Home » Core Java » xml » Java XML parser tutorial

About Sotirios-Efstathios Maneas

Sotirios-Efstathios Maneas
Sotirios-Efstathios (Stathis) Maneas is a postgraduate student at the Department of Informatics and Telecommunications of The National and Kapodistrian University of Athens. His main interests include distributed systems, web crawling, model checking, operating systems, programming languages and web applications.

Java XML parser tutorial

In this tutorial we will discuss about XML parsers in Java. XML is a markup language that defines a set of rules for encoding documents. Java offers a number of libraries in order to parse and process XML documents. An XML parser provides the required functionality to read and modify an XML file.

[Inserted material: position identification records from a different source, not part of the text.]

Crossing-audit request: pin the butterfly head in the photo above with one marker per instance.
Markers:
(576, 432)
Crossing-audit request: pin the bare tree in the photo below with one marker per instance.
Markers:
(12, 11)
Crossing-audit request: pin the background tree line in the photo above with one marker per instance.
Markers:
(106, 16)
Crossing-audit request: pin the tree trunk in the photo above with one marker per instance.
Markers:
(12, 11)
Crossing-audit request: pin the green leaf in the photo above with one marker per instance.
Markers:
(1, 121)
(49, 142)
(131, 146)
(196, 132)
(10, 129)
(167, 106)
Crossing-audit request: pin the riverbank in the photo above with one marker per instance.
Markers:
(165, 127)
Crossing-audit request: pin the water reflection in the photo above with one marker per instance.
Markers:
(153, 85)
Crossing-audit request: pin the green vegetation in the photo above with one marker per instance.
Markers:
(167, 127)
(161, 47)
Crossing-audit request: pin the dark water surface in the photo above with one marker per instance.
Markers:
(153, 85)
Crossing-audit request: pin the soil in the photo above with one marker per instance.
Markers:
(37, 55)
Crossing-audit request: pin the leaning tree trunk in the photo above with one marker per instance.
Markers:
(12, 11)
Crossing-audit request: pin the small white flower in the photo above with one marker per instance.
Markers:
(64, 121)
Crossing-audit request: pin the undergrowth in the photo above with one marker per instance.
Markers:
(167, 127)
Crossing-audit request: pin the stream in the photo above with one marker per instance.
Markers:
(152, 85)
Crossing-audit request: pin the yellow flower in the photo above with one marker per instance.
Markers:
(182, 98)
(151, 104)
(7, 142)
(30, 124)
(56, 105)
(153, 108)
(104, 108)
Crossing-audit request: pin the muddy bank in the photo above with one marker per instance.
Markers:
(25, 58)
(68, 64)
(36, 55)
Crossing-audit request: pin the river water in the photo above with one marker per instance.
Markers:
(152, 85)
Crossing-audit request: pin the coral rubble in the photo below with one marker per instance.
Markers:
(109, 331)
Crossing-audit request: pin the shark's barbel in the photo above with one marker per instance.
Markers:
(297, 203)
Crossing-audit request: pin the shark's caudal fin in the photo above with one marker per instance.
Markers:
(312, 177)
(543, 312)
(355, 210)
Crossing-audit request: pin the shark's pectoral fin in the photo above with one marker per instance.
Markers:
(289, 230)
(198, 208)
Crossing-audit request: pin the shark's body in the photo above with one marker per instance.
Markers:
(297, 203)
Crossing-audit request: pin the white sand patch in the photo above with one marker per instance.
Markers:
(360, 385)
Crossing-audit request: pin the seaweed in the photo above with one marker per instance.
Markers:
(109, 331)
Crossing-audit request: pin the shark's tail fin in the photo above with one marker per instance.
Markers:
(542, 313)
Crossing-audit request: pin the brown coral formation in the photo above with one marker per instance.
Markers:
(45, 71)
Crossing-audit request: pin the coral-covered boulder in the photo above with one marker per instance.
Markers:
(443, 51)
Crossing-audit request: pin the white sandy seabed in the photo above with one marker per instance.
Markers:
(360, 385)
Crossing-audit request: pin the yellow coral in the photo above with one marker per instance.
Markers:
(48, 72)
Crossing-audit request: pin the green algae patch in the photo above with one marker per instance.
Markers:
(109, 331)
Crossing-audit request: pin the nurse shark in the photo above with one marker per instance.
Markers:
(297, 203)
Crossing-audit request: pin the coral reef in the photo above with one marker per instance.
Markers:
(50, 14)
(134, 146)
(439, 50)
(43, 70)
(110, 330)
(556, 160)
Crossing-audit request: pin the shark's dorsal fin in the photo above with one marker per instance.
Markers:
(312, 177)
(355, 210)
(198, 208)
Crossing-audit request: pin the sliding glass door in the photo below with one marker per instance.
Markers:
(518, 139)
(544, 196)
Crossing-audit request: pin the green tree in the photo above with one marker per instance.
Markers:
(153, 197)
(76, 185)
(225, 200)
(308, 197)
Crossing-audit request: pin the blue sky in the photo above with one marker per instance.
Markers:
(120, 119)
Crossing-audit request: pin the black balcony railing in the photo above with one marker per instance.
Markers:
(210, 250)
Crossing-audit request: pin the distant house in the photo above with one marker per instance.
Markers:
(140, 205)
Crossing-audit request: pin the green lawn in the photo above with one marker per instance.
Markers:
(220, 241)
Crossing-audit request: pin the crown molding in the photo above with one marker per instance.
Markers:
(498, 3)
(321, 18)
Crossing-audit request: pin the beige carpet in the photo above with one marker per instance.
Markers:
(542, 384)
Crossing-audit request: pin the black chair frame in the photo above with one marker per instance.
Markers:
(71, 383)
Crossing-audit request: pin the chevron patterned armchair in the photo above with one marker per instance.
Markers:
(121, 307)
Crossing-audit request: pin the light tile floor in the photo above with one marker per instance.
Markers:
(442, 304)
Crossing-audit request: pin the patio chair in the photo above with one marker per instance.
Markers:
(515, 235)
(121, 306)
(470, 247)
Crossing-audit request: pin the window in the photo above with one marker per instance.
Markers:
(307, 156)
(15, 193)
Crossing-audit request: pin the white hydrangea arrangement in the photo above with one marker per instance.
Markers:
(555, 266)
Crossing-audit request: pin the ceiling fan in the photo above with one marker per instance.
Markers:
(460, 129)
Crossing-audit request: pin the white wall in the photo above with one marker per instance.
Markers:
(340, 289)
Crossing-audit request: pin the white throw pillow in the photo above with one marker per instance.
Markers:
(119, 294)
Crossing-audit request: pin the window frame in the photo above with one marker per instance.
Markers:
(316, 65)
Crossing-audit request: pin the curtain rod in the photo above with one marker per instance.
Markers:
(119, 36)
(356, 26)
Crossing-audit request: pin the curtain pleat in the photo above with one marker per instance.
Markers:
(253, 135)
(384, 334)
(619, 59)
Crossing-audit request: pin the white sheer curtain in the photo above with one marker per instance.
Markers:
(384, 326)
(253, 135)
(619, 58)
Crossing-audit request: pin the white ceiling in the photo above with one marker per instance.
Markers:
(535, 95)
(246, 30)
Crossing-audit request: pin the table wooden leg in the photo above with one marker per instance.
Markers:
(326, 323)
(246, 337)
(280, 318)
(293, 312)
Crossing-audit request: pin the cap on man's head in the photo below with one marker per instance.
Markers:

The XML language is used to provide a general way in order for different machines to communicate and exchange data. Like Java, XML is also platform independent. An XML document consists of elements. Each element has a start tag, its content and an end tag. Also, an XML document must have exactly one root element. Finally, an XML file has a strict syntax and form.

Example of an XML File

In the following file, we will declare the employees of a company. Each employee has a unique ID, first and last name, age and salary. The employees are separated by their IDs. We create a new file called Employees.xml as shown below:

Employees.xml:

<?xml version="1.0" encoding="UTF-8"?>
<Employees>
     <Employee ID="1">
          <Firstname>Lebron</Firstname >
          <Lastname>James</Lastname>
          <Age>30</Age>
          <Salary>2500</Salary>
     </Employee>
     <Employee ID="2">
          <Firstname>Anthony</Firstname>
          <Lastname>Davis</Lastname>
          <Age>22</Age>
          <Salary>1500</Salary>
     </Employee>
     <Employee ID="3">
          <Firstname>Paul</Firstname>
          <Lastname>George</Lastname>
          <Age>24</Age>
          <Salary>2000</Salary>
     </Employee>
     <Employee ID="4">
          <Firstname>Blake</Firstname>
          <Lastname>Griffin</Lastname>
          <Age>25</Age>
          <Salary>2250</Salary>
     </Employee>
</Employees>

Also, in order to capture the notion of an employee, we create its respective Java class, called Employee.java as shown below:

Employee.java:

class Employee {

     private String ID;
     private String Firstname;
     private String Lastname;
     private int age;
     private double salary;

     public Employee(String ID, String Firstname, String Lastname, int age, double salary) {
          this.ID = ID;
          this.Firstname = Firstname;
          this.Lastname = Lastname;
          this.age = age;
          this.salary = salary;
     }

     @Override
     public String toString() {
          return "<" + ID + ", " + Firstname + ", " + Lastname + ", " + age + ", "
                                   + salary + ">";
     }
}

Parse an XML File using the DOM Parser

The DOM parser implementation is included in the release of JDK. The Document Object Model provides APIs that let you create, modify, delete, and rearrange nodes. The DOM parser parses the entire XML document and loads the XML content into a Tree structure. Using the Node and NodeList classes, we can retrieve and modify the content of an XML file.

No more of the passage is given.